Nethserver in Proxmox corrupted

capote · November 13, 2023, 9:31am

NethServer Version: 7.9
Proxmox: 8.0.4

Now I have to realize that my Nethserver is hanging up.
After a hard restart of the PVE node, I see the console error:

5.6653081 XFS (dm-0): Internal error XFS_WANT_CORRUPTED_GOTO at line 1753 of file fs/xfs/libxfs/xfs_alloc.c.
Caller xfs_free_extent+0xaa/0x150 [xfs]
5.6659161 XFS (dm-B): Internal error xfs_trans_cancel at line 993 of file fs/xfs/xfs_trans.c.
Caller xfs_efi_recover+0x18e/0x1c0 Ixfs]
5.6664901 XFS (dm-0): Corruption of in memory data detected.
Shutting down filesystem
5.6665451 XFS (dm-8): Please umount the filesystem and rectify the problem(s)
5.6666081 XFS
(dm-0): Failed to recover intents
Generating
"/run/initramfs/rdsosreport.txt"
Entering emergency mode. Exit the shell to continue.
Type
"journalct 1"
to view system logs.
You might want to save
"/run/initramfs/rdsosreport.txt" to a USB stick or /boot
after mounting them and attach it to a bug report.
:/#

Since access via the web console or ssh is not possible, I don’t know what I could do. The instructions in the console message are not executable for me.

I have already imported an old backup, and it also starts. I was actually reassured after that.
But at some point the error occurs again without me being able to identify the trigger or the conditions.

Does anyone have any ideas?

Sincerely, Marko

Andy_Wismer · November 13, 2023, 9:55am

Hi @capote

A file system can become corrupted, even virtual ones!
This usually can be repaired. Unfortunately, this is not possible with XFS easily, the system needs to be booted from a different system. Ext4 can be repaired on the fly, but it also needs repairs more often!
On the second hand, how stable is XFS? How long has your server been running without any file system issues? Probably a very long time!
If it keeps repeating the error (in a virtual system), there’s probably a hardware defect somewhere (Chip, IO, RAM, etc.).
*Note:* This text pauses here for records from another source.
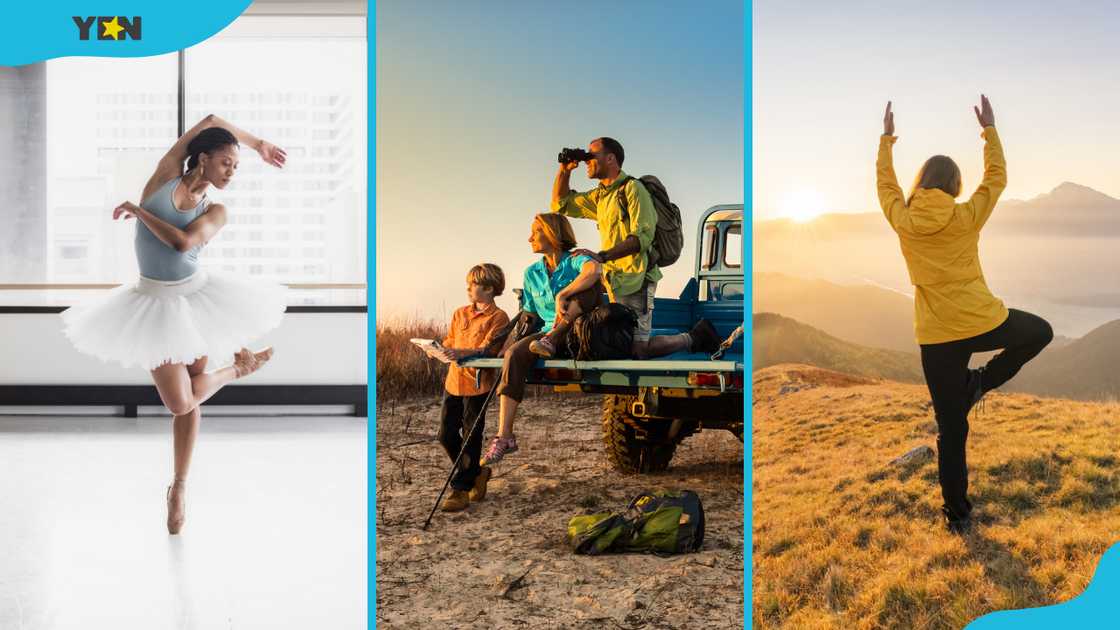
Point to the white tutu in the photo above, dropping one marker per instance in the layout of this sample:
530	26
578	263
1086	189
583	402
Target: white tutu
150	322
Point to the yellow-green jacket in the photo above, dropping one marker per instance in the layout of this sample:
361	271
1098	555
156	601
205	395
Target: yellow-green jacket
939	239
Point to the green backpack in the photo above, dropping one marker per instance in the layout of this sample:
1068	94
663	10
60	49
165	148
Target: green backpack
660	522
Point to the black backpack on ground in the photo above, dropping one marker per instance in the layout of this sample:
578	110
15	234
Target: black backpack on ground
659	522
603	334
668	239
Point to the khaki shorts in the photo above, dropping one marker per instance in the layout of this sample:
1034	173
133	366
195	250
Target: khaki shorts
642	303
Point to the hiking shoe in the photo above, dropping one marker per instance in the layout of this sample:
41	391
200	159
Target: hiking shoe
973	388
705	337
456	502
478	492
543	346
959	526
500	448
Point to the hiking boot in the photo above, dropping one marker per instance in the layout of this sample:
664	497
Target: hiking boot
478	492
500	448
705	337
543	348
456	502
959	526
973	389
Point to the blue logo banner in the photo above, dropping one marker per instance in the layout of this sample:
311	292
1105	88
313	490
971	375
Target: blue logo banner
45	30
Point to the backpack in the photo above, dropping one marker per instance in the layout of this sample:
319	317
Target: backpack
668	238
659	522
603	334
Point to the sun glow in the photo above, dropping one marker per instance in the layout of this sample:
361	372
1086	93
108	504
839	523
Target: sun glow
804	205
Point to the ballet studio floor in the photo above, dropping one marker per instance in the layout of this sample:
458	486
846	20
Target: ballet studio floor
276	530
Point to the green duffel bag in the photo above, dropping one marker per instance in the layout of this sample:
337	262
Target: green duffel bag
659	522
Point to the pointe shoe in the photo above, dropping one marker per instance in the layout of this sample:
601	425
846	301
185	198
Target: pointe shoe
263	355
176	507
246	362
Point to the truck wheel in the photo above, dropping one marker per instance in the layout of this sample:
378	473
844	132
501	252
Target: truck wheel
634	445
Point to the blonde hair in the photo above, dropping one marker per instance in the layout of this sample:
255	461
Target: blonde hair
940	173
487	275
557	230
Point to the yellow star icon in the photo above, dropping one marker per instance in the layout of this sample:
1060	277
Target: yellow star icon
112	28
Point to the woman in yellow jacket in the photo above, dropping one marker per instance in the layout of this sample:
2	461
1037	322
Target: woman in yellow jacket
954	312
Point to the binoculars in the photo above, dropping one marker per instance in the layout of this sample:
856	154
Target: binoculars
574	155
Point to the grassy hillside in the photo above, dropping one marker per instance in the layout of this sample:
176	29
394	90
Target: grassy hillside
845	539
782	340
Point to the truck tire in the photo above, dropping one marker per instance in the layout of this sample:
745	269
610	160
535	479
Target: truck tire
634	445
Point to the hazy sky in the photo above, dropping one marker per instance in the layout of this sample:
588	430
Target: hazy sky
823	72
476	99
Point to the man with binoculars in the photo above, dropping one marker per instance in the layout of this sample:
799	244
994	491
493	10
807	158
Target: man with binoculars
626	231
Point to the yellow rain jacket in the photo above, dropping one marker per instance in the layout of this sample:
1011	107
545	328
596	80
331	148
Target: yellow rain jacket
939	239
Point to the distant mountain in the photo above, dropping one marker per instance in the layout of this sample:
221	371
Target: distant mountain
1069	210
867	315
782	340
1054	253
1083	369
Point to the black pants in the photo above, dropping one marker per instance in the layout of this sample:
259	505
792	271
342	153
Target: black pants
1022	336
456	417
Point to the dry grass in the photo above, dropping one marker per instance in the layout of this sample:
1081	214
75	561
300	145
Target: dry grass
403	370
406	373
843	539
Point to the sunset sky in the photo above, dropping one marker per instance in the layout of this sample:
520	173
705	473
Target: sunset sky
823	72
475	100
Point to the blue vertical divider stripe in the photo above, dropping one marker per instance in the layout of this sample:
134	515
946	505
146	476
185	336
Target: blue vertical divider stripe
371	297
747	308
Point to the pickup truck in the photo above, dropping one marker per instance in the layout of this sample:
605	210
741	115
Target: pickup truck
650	406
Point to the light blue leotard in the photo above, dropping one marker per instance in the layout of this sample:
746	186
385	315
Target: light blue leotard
158	260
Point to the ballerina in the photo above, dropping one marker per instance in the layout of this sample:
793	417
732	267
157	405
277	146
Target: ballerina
177	315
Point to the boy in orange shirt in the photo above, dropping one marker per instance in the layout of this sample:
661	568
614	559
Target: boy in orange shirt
472	330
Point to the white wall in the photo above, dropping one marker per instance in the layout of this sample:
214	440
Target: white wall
311	349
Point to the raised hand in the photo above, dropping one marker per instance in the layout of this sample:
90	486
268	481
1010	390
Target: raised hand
127	210
272	154
985	114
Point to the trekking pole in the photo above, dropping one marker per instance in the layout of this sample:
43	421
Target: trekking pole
463	450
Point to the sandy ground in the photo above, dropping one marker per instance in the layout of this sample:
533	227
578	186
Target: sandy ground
505	562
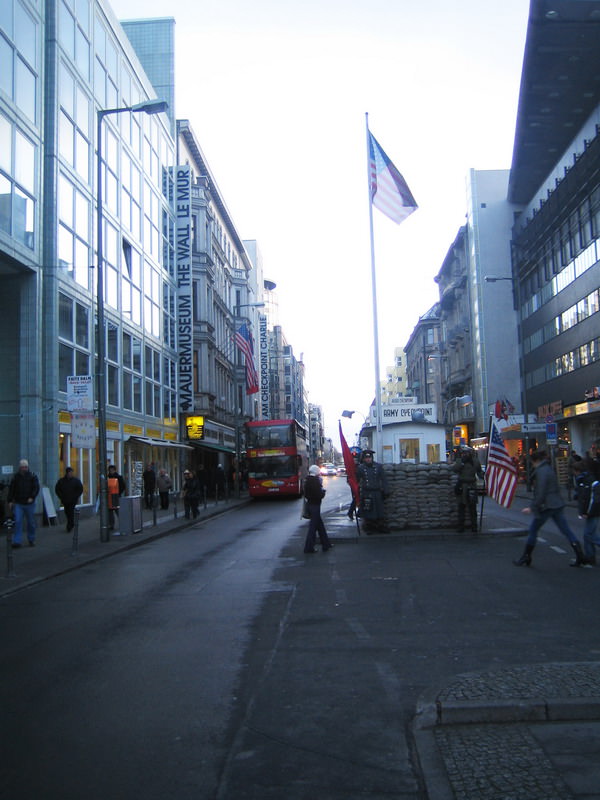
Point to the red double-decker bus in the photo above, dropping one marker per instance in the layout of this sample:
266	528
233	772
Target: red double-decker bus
276	456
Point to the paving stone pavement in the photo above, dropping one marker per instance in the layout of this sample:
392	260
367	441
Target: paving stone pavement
524	733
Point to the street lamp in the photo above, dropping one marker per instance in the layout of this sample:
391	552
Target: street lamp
238	405
349	414
464	400
149	107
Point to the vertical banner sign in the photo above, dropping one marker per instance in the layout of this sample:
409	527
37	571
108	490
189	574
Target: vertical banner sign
263	341
83	430
183	233
80	393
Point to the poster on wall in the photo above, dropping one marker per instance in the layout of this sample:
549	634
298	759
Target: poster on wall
83	431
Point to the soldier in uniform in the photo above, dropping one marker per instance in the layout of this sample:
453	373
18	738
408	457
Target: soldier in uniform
372	486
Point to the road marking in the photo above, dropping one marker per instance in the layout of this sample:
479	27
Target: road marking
358	629
341	596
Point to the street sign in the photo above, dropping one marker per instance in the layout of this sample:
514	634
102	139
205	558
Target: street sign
80	393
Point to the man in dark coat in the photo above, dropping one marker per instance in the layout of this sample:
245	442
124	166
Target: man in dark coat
314	493
68	490
24	488
547	504
149	481
468	469
372	485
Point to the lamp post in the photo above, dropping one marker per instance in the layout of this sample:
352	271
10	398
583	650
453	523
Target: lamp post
464	400
349	414
494	279
149	107
238	406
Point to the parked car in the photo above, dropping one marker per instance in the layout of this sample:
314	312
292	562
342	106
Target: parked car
328	469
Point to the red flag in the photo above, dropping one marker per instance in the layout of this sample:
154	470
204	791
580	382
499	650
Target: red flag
350	467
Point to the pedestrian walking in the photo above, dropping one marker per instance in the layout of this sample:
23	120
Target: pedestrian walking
314	494
372	485
587	494
574	459
116	489
164	484
24	488
547	504
69	489
149	483
467	469
202	479
191	494
220	482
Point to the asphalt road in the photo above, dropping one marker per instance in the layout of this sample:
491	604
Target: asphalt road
221	662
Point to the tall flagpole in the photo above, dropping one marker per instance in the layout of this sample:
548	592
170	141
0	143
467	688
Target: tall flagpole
378	442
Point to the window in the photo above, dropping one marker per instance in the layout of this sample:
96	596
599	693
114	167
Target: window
17	183
74	127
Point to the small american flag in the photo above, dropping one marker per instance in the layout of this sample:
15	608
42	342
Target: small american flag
244	340
389	191
501	472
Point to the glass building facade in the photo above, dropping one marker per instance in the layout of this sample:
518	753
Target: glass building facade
60	62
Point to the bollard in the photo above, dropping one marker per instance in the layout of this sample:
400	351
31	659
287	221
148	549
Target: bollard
75	543
10	561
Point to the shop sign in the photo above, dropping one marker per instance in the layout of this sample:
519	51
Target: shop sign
195	427
553	408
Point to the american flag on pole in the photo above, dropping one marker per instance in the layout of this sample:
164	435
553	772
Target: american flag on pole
244	340
350	466
389	191
501	472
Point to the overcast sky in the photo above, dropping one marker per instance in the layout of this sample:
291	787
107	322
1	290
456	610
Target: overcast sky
276	93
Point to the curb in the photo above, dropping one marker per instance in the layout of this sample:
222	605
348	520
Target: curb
125	543
435	714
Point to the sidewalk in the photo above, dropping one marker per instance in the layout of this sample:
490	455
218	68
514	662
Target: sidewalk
57	551
521	733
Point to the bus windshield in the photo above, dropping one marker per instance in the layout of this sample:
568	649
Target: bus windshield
268	436
272	467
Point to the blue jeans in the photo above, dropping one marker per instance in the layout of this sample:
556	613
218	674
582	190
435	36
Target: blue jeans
559	520
591	539
26	510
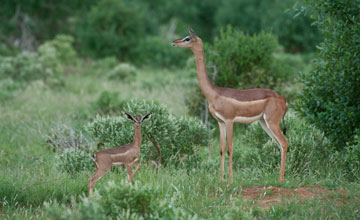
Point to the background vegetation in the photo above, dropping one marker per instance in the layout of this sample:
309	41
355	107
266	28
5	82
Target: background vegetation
68	69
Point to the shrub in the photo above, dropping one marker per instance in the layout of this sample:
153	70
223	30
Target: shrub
245	61
109	103
73	161
155	51
101	66
62	138
308	150
293	27
351	159
331	95
8	87
113	28
46	65
123	71
165	130
61	47
119	201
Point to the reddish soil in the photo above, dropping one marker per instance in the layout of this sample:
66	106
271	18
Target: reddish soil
267	196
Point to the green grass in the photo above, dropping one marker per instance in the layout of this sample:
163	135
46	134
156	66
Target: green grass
29	177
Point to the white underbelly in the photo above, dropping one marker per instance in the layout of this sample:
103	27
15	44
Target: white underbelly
247	120
241	119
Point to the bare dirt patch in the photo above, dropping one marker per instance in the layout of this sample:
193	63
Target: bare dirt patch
267	196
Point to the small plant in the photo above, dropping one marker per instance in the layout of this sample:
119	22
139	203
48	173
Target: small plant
109	103
73	161
101	66
351	159
120	201
62	138
175	137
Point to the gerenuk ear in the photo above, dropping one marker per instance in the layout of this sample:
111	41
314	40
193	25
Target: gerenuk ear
145	117
128	116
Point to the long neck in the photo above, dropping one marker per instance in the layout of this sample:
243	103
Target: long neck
137	137
205	84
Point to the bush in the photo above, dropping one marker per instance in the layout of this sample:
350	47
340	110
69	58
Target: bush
168	132
113	28
331	95
63	138
245	61
8	88
109	103
119	201
293	27
308	150
123	71
351	159
101	66
62	49
156	51
46	65
73	161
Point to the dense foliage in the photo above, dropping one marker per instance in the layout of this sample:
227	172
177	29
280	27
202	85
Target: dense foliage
331	96
125	28
46	65
176	137
122	201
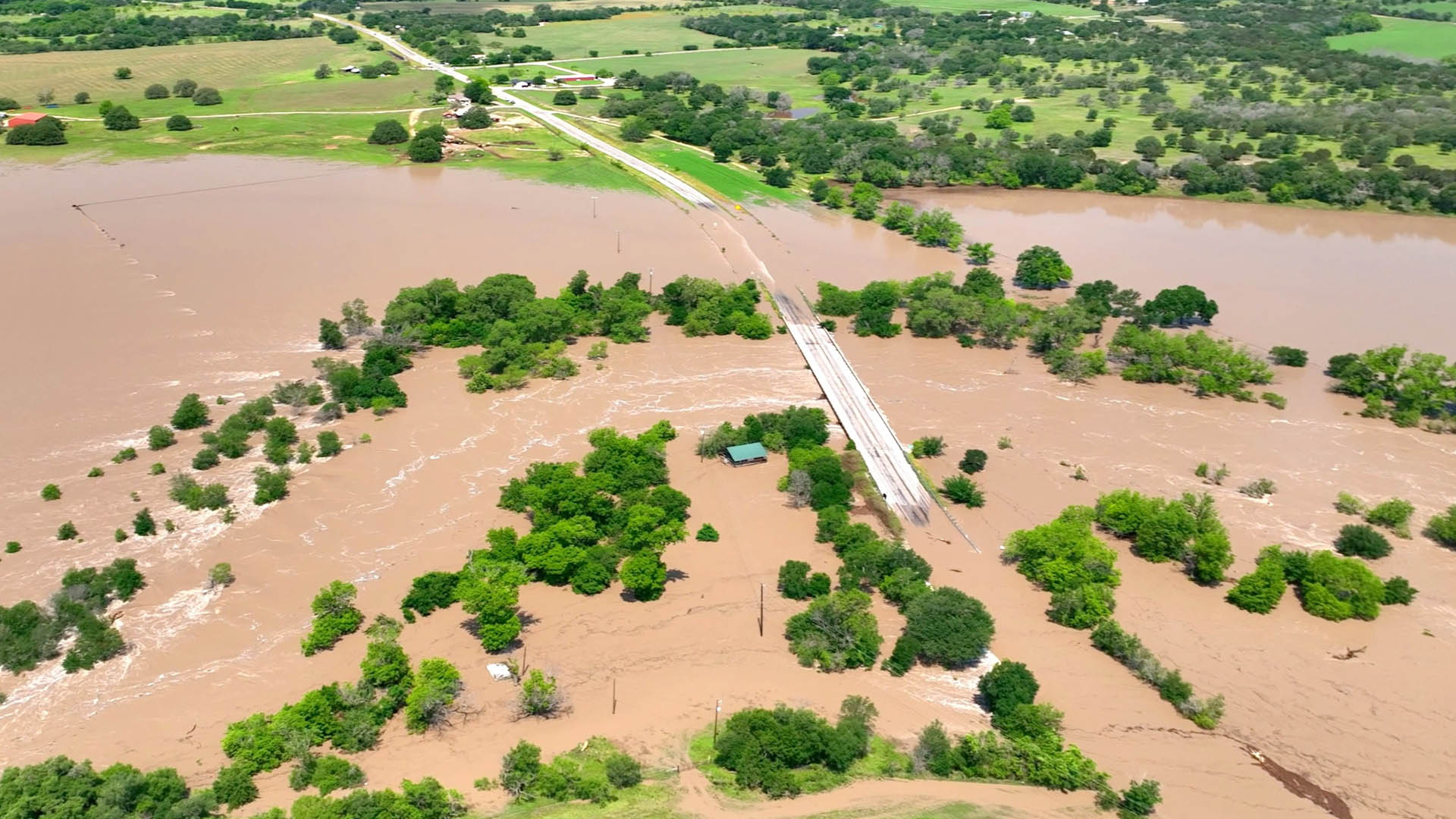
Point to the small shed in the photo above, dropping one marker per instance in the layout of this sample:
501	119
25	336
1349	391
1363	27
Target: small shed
28	118
746	453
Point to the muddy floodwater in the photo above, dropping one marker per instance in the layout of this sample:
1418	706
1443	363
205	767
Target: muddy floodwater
210	276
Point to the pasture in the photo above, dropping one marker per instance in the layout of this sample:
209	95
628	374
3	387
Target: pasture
957	6
1398	37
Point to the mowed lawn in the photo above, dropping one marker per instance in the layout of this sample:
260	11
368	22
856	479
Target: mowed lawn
641	31
1052	9
218	64
1423	39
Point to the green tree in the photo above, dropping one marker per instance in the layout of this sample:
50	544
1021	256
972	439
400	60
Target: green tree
425	149
973	461
161	438
837	632
1359	539
476	117
143	523
1041	268
191	413
644	575
951	627
1008	686
388	133
120	120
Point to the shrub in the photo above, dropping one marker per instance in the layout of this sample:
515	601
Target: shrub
929	447
1008	686
1347	503
1340	588
143	523
960	488
1359	539
622	770
388	133
1289	356
539	695
1260	488
334	615
1082	607
120	120
1442	528
190	414
1394	515
220	575
425	149
235	786
431	700
476	117
973	461
952	629
837	632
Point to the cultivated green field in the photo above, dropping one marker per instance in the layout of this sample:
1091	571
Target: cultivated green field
1398	37
218	64
1053	9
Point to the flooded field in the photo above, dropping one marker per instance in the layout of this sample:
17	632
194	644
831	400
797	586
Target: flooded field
210	275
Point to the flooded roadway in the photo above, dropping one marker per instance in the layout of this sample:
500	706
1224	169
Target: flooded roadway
218	290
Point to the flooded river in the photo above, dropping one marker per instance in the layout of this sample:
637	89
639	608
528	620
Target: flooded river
210	275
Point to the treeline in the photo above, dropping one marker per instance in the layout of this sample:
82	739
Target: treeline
31	634
96	28
977	312
452	38
1400	384
1066	558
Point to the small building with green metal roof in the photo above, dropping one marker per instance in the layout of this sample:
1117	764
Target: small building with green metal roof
746	453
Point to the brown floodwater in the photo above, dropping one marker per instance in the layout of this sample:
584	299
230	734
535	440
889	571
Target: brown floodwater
210	275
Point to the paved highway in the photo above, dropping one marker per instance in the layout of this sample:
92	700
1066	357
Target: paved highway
864	423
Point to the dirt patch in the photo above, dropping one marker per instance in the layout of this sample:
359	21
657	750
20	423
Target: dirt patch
1301	786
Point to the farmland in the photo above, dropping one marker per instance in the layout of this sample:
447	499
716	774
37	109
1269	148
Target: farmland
959	6
1408	39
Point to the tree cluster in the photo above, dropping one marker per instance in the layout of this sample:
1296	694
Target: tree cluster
1400	384
31	632
772	749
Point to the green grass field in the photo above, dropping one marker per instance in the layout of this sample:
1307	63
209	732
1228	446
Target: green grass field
1420	39
1052	9
218	64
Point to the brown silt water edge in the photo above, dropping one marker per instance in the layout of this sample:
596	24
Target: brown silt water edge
210	275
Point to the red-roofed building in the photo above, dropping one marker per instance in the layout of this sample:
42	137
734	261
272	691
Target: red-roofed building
28	118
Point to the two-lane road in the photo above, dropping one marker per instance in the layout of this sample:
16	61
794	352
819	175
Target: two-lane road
864	423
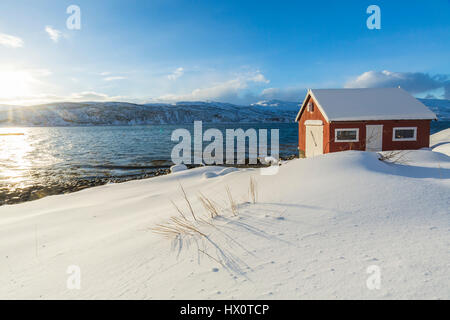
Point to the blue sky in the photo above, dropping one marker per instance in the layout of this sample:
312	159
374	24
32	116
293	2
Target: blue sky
234	51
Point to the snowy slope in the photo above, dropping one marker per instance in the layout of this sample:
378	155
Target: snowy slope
122	113
317	226
438	106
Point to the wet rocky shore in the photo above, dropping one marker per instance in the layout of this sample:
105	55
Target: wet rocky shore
10	195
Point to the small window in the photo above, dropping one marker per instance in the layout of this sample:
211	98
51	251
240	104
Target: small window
346	135
405	134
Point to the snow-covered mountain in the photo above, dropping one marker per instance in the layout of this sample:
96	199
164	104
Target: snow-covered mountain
123	113
438	106
278	105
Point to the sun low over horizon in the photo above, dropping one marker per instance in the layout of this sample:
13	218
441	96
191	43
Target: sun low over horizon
230	51
236	158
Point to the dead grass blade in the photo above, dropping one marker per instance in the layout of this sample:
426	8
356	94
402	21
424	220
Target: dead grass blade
233	205
253	190
209	205
188	202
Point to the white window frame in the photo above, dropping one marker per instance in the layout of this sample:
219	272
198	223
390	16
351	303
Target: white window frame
346	129
404	139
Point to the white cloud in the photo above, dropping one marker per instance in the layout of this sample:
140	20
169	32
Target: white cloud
53	33
10	41
287	94
259	77
414	82
176	74
114	78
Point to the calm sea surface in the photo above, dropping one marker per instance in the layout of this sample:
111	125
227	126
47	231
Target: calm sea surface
54	160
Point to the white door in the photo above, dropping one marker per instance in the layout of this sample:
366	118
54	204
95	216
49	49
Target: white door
314	141
374	137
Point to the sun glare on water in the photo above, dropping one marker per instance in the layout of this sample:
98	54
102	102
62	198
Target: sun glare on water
14	150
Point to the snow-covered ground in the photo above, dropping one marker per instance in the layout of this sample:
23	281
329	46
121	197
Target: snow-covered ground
123	113
317	226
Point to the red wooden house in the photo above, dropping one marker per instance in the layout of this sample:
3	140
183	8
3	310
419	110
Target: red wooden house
378	119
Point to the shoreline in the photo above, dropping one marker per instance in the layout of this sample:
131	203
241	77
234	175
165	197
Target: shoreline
39	191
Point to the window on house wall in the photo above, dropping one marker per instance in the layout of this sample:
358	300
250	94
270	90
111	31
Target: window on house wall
346	135
404	134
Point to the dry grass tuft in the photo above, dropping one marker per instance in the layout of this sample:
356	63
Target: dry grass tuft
233	205
396	156
177	227
253	190
188	202
209	205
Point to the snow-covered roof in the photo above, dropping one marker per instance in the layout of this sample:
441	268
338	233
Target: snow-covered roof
368	104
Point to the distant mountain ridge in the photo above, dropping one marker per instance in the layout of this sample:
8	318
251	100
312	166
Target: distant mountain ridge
124	113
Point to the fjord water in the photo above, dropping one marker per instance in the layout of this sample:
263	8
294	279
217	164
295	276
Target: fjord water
52	160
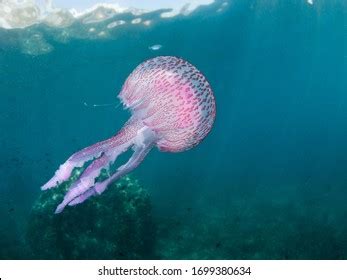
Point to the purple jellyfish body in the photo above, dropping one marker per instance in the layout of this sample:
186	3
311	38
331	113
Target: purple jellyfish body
173	108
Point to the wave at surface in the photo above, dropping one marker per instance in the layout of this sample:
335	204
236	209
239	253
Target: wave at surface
25	13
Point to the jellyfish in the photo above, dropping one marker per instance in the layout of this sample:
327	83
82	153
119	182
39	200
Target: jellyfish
172	108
Start up the VM with a working backup, verify this!
Shut down NethServer VM.
Boot using the latest SystemRescueCD Image.
This can easily repair the NethServers XFS file system (also used in Proxmox as default, if not set to use ZFS).
Use xfs_repair… Note: NethServer 7 main filesystem is on LVM. The LVM must NOT be mounted to run XFS_Repair! (Ideal for SystemRescue!)

After that, reboot the Nethserver - and make a backup right away in Proxmox.

Watch and observer the VM the next couple of days, it should be OK!

My 2 cents
Andy

From my notes:

Boot ab CD: SystemrescueCD:

xfs_repair /dev/sda1

xfs_repair /dev/VolGroup/lv_root

Fertig!

Note: SystemRescue has a GUI option (startx), but this is not needed here, console is enough!
And as it’s a VM, the paths above are always correct!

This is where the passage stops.